A mover el esqueleto
Todo vale a la hora de ponerse en forma. Nuevas técnicas de entrenamiento para divertirse mientras se realiza actividad física. Movimiento a la carta.

Para mantenerse en forma ya no es necesario subirse a la cinta o levantar una enorme cantidad de pesas. Hoy en día, en los gimnasios hay una amplia oferta de actividades que brindan muy buenos resultados y que se adaptan a las necesidades de cada uno. Así es como año a año surgen nuevas alternativas que tienen como objetivo principal poner al cuerpo en movimiento, pero sin dejar de resultar entretenidas para quienes las eligen.

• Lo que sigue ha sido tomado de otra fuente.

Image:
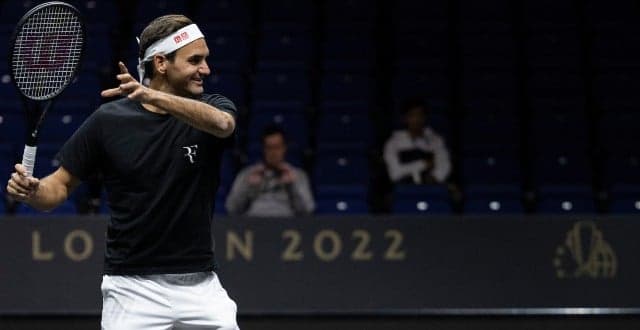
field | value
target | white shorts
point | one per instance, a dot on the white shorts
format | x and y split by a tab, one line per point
167	301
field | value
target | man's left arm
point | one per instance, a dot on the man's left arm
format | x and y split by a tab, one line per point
198	114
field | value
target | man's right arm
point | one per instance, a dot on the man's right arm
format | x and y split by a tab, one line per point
45	194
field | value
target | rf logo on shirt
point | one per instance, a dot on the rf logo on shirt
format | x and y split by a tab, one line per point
191	153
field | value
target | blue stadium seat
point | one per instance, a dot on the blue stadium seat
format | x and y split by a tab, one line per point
559	199
147	10
433	86
216	12
59	127
425	51
555	83
281	86
295	153
346	127
412	13
486	83
568	131
493	199
284	50
415	199
554	47
616	129
491	167
341	199
562	167
490	130
339	11
287	10
341	164
622	168
347	86
625	199
349	47
229	51
295	125
543	12
492	10
230	85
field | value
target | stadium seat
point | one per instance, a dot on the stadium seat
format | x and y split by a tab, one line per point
229	50
281	86
231	85
341	164
559	199
491	167
625	199
59	127
295	125
341	199
294	156
217	12
346	127
493	199
147	10
562	166
347	86
415	199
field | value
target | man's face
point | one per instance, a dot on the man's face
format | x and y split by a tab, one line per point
186	73
274	150
415	118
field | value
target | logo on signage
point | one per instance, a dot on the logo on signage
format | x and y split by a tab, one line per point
585	254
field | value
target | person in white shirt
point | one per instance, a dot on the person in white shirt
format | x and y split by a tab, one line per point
417	154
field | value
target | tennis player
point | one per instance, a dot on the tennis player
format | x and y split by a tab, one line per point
158	149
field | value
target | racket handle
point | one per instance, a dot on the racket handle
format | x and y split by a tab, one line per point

Con puntos en común con el pilates y el spinning, las nuevas técnicas de entrenamiento buscan superar a las que se conocen hasta el momento y van ganando cada vez más adeptos en el país sin importar el sexo. El Kranking es, precisamente, una de las disciplinas que está haciendo furor en todo el mundo. Se trata de una serie de ejercicios que se realiza en una suerte de bicicleta sin ruedas (Krankcycle) que permite desarrollar la parte superior del cuerpo. Esta actividad no solo mejora la resistencia cardiovascular, sino que además sirve para aumentar los músculos. Permite quemar calorías y adquirir mayor capacidad aeróbica. En algunos gimnasios se le suma el uso de bicicletas, lo que proporciona un entrenamiento de lo más completo.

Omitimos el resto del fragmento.